If Buffett was such a good guy, he would have admitted wrongdoing and publicly disowned Kaplan's practices--the same goes for Coca-Cola. Instead, the Washington Post Co. dished out some hush money in the hopes that the scandal will go away--with nary a word from the "affable billionaire."
In addition to Coca-Cola and the Washington Post Co., Berkshire Hathaway owns all or part of dozens of other companies, including Geico, See's Candies, Jordan's Furniture, Business Wire, American Express, Moody's--the now controversial ratings agency that gave the thumbs-up to bundled sub-prime mortgages--and, yes, the infamous Wal-Mart.
So when Buffett claims in his New York Times article that his super-rich friends, "by and large," are "very decent people," it's worth remembering what makes Buffett himself so rich.
THE TIMES op-ed has gotten noticed because it advocates raising taxes on the very rich. But before that, Buffett advocates further dramatic reductions in government spending: "Job one for the 12 [on the bipartisan committee that is supposed to come up with more than $1 trillion in cuts] is to pare down some future promises that even a rich America can't fulfill. Big money must be saved here."
That's a reference to plans to cut Social Security and Medicare--the retirement and health care government programs that are overwhelmingly popular with working people, but which the rich want to see cut back.
In other words, Buffett's very modest proposal questions none of the conventional wisdom that trillions of dollars in spending cuts are necessary. He only differs from Fox News on the point that there shouldn't be any new taxes.
Nor is Buffett being altruistic--his business interests depend on the government being able to function in certain ways, as Wall Street Journal blogger David Weidner pointed out:
Mr. Buffett is willing to pay more taxes--and suggests that he actually trusts the government with his money. And why not? The government provides infrastructure for Berkshire businesses and health care for its retirees. The government polices competitors using illegal or unscrupulous practices. The government educates the Berkshire workforce, and so on.
The Tea Party fanatics may be dominating mainstream political discussion with their crusade against "big government," but capitalists do recognize how the state serves crucial functions for their system.
What's more, many of Buffett's investments are in companies that would profit more if consumer spending were higher. As Weidner wrote, "You don't need to be Warren Buffett to realize financial demographics are moving in the wrong direction for a company that sells chocolates and sofas and advertises its insurance with a talking gecko."
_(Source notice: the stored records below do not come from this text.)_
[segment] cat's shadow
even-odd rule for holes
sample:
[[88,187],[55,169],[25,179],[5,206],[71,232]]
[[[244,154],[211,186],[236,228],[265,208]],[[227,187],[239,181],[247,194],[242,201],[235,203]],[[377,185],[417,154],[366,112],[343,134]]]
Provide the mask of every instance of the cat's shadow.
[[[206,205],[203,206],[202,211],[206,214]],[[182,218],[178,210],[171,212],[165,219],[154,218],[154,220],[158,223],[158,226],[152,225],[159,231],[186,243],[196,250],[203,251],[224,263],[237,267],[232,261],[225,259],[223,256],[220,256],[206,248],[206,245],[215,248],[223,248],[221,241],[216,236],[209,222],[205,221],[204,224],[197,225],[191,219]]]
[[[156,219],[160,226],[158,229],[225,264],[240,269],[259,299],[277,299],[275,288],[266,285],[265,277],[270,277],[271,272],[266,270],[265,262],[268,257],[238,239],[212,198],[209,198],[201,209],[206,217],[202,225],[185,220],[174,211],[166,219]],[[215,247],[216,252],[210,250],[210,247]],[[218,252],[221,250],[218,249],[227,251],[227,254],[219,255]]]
Buffett's image as the "affable billionaire" who suggests raising taxes on himself bolsters the idea that there are good rich people and bad ones, and the good ones will help us out when we're in trouble, or at least advocate on our behalf. But Buffett's record--and even the very modesty of his tax proposal itself--proves that he's more interested in helping himself.
Given that he's the third-richest person in the world and profits daily from the misery of others, we shouldn't expect anything different.